Is this statement true?

ok user ur a dumbfuck... if no one sees the ocean and doesn't believe it, waves still rise and fall.

Plato and Socrates haven't taught you a single thing, huh?

If I so desire.

Inconceivable at the moment.
I don't wish to harm children, but I wish to have the mental ability to control myself to the point where I could do so.
There are people who act it out.

It's contentious whether Plato really thought this. From my reading of the Phaedo (or whatever one had the slave-boy in it) knowledge is more than justified true belief

No

Definitely not. Plato actually finds this definition to be insufficient and Gettier decisively demonstrated that knowledge must be something more than this. One of the best example of actual progress in philosophy

Nice trips.

That does not appear in the Greeks. Plato though has "true opinion with an account (logos)" at one point, and depending on how you construe the "account" you can avoid Gettier problems.

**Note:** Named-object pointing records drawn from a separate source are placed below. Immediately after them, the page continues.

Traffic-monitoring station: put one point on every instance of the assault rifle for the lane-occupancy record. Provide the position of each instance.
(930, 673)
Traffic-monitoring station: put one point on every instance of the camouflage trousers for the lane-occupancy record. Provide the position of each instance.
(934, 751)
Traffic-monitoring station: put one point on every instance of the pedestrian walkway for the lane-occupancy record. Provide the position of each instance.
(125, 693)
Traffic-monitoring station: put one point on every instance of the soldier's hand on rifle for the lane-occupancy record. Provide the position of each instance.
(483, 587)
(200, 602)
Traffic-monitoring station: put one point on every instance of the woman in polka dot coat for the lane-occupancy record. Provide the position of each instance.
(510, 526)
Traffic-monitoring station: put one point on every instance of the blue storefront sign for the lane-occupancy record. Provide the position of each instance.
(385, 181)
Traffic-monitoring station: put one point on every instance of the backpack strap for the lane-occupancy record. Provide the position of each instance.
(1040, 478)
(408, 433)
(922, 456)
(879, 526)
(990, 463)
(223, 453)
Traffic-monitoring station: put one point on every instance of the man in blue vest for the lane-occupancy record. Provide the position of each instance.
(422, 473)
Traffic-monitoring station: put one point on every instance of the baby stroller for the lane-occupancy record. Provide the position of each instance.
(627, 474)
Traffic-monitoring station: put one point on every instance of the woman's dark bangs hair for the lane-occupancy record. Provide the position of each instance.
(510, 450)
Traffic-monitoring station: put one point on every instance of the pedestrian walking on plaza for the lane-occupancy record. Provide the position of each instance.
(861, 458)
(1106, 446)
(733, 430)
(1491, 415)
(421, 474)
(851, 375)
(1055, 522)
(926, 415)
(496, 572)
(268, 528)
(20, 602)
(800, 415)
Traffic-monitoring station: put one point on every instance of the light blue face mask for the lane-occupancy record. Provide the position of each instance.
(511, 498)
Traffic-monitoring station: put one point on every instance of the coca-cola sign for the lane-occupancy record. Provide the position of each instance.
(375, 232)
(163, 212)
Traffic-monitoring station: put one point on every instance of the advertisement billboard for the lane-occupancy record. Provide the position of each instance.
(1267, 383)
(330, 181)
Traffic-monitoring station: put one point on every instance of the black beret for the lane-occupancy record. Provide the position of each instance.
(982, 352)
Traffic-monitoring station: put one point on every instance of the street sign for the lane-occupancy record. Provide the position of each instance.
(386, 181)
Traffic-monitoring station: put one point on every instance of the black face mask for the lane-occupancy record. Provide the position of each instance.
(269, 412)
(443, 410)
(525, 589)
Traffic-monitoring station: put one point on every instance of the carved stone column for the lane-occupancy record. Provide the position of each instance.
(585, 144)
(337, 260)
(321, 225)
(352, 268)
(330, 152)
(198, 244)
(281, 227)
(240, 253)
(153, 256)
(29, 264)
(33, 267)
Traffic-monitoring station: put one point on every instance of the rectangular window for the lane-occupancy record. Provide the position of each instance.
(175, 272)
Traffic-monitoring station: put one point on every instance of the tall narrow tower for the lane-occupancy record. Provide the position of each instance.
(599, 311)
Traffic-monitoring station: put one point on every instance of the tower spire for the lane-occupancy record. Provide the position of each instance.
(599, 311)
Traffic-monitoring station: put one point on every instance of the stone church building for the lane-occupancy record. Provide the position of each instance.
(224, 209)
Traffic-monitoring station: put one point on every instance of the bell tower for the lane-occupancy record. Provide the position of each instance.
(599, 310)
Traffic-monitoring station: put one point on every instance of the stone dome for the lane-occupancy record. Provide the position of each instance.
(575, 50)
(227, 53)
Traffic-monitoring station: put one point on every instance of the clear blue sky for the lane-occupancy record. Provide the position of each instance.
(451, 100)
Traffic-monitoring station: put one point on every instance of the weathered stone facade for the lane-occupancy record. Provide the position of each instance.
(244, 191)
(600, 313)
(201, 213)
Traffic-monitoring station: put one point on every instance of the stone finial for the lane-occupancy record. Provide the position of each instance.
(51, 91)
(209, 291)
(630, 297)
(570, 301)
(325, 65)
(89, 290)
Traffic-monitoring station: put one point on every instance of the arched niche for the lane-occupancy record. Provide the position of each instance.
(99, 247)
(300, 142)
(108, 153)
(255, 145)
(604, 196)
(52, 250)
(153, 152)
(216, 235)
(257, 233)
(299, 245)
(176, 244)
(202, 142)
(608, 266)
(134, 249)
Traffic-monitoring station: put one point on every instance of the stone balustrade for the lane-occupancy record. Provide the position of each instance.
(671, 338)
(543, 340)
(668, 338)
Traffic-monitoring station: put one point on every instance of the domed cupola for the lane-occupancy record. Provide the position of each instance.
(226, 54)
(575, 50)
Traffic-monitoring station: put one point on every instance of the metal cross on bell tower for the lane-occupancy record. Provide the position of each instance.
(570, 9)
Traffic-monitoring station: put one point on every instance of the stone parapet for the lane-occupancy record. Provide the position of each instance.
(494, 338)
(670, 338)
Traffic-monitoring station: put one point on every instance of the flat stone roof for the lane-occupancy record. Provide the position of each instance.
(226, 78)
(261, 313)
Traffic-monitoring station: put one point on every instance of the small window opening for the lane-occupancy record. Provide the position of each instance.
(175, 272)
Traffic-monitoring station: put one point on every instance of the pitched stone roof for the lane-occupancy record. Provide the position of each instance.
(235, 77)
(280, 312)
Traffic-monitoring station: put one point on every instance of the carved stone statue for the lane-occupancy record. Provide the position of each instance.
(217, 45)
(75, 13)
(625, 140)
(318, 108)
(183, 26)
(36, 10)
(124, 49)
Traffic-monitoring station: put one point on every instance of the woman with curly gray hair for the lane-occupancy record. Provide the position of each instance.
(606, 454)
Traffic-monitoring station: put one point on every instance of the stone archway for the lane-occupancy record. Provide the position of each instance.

Suppose that Smith and Jones have applied for a certain job. And suppose that Smith has strong evidence for the following conjunctive proposition: (d) Jones is the man who will get the job, and Jones has ten coins in his pocket.

Smith's evidence for (d) might be that the president of the company assured him that Jones would in the end be selected, and that he, Smith, had counted the coins in Jones's pocket ten minutes ago. Proposition (d) entails: (e) The man who will get the job has ten coins in his pocket.

Let us suppose that Smith sees the entailment from (d) to (e), and accepts (e) on the grounds of (d), for which he has strong evidence. In this case, Smith is clearly justified in believing that (e) is true.

But imagine, further, that unknown to Smith, he himself, not Jones, will get the job. And, also, unknown to Smith, he himself has ten coins in his pocket. Proposition (e) is then true, though proposition (d), from which Smith inferred (e), is false. In our example, then, all of the following are true: (i) (e) is true, (ii) Smith believes that (e) is true, and (iii) Smith is justified in believing that (e) is true. But it is equally clear that Smith does not know that (e) is true; for (e) is true in virtue of the number of coins in Smith's pocket, while Smith does not know how many coins are in Smith's pocket, and bases his belief in (e) on a count of the coins in Jones's pocket, whom he falsely believes to be the man who will get the job.

Checkmate, Greeks.

What kind of mental gymnactics is this?

This shit sounds like a fraiser episode.

True knowledge is knowledge that provides the best results for practice.
EMBRACE IT, YOU'RE QUIXOTE.

It's an example of a justified true belief without knowledge, proving they are not the same thing.